3 Nibha and Pacholi “An Overview on: Sublingual Route for Systemic Drug Delivery,” Published April 2012. www.ijrpbsonline.com, Footnote 9 citing to in, Richman MD, Fox D, Shangraw RF. Preparation and stability of glyceryl trinitrate sublingual tablets prepared by direct compression. J Pharm Sci 1965; 54(3): 447‐451.
4 Rawas-Qalaji further teaches advantages of its tablets are that they:
are convenient for young children, the elderly and patients with swallowing difficulties, and in situations where potable liquids are not available. For these formulations, the small volume of saliva is usually sufficient to result in tablet disintegration in the oral cavity. The medication can then be absorbed partially or entirely into the systemic circulation from blood vessels in the sublingual mucosa. . . . The sublingual route usually produces a faster onset of action than orally ingested tablets and the portion absorbed through the sublingual blood vessels bypasses the hepatic first-pass metabolic processes. See page E1, column 2. (emphasis added)
5 MPEP 2143 sets forth some rationales that were established in KSR Int'! Co. v Teleflex Inc., 82 USPQ2d 1385 (U.S. 2007).

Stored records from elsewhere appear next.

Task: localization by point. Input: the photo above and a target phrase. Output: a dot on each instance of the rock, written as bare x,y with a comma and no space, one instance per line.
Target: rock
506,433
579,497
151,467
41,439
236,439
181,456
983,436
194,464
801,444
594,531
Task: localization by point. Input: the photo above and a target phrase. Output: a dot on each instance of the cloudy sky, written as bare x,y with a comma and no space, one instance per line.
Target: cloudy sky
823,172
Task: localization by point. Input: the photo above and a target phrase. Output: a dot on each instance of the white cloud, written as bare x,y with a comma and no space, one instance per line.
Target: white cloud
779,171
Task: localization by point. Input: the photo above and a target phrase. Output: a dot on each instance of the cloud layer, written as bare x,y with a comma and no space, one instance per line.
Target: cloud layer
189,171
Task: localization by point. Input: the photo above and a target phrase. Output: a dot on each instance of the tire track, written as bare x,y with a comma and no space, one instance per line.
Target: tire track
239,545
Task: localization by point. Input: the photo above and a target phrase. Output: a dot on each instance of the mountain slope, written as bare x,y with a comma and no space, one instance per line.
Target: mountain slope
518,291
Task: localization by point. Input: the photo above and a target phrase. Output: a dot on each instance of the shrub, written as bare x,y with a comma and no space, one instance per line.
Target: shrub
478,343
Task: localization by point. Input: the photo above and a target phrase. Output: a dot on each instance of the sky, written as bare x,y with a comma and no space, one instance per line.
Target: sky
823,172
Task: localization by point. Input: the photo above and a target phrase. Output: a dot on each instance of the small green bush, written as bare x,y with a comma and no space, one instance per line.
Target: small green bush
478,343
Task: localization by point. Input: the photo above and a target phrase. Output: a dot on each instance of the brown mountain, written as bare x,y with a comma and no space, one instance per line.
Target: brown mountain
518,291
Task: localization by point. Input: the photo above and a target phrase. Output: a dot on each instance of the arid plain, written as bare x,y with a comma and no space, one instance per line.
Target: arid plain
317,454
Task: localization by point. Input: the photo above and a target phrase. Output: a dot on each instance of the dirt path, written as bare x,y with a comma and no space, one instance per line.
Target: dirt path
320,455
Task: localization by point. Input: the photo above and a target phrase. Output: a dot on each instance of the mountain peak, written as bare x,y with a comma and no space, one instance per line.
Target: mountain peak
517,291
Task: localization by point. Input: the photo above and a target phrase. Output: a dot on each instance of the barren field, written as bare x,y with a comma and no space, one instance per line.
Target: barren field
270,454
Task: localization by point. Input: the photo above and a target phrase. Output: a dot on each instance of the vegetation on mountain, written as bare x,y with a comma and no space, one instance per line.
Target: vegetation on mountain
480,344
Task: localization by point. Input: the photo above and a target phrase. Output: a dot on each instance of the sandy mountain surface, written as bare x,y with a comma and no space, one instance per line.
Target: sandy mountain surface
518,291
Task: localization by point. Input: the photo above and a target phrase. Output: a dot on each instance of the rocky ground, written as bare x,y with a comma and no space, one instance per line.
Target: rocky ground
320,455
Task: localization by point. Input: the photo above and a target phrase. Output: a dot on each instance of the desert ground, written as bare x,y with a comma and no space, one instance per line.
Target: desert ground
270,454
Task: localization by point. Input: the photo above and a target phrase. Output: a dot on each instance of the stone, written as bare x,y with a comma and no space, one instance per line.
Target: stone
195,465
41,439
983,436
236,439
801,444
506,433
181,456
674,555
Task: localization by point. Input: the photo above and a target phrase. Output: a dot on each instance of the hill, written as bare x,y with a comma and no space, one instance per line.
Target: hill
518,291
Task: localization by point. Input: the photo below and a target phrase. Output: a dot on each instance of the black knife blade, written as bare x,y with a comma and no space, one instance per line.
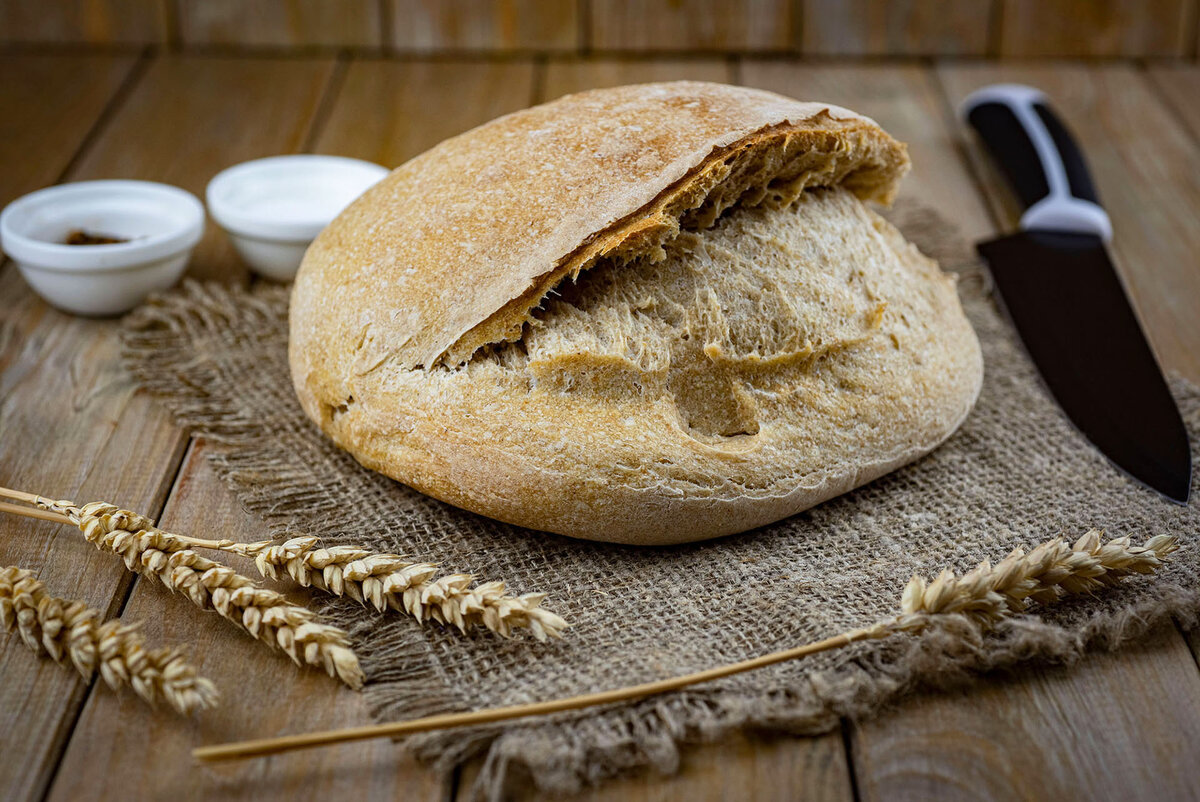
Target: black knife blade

Exemplary rationales that may support a conclusion of obviousness include:
(a) combining prior art elements according to known methods to yield predictable results;
6 Nibha and Pacholi “An Overview on: Sublingual Route for Systemic Drug Delivery,” Published April 2012. www.ijrpbsonline.com, Footnote 9 citing to in, Richman MD, Fox D, Shangraw RF. Preparation and stability of glyceryl trinitrate sublingual tablets prepared by direct compression. J Pharm Sci 1965; 54(3): 447‐451.
7 The claim 39 limitations are wherein the composition comprises from about 20 to about 95 wt% of microcrystalline cellulose as the filler, from about 1 to about 15 wt% of hydroxypropyl cellulose as the super disintegrant, and from about 0.5 to about 3 wt% of magnesium stearate as the lubricant.
The claim 40 limitations are wherein the pharmaceutical composition comprises 1 to 16 wt% of atropine sulfate, 70 to 90 wt% of microcrystalline cellulose, 8 to 10 wt% of hydroxypropyl cellulose, and 0.5 to 2 wt% of magnesium stearate.
8 As recited in the obviousness rejection, Nibha 2012 discloses sublingual tablets advantages include ease of administration; convenience in administration of drug and accurate dosing as compared to liquid formulations; good mouth feel vs bitter pills; fast dissolution of medicament and absorption for rapid, onset of action; provides advantages of liquid formulations in the form of solid dosage form, see page 6, column 1, Section Advantages.
9 See MPEP 2145 IV. Per MPEP 707.07(f), Form Paragraph 07-37-13. In response to applicant's arguments against the references individually, one cannot show nonobviousness by attacking references individually where the rejections are based on combinations of references. See In re Keller, 642 F.2d 413, 208 USPQ 871 (CCPA 1981); In re Merck & Co., 800 F.2d 1091, 231 USPQ 375 (Fed. Cir. 1986).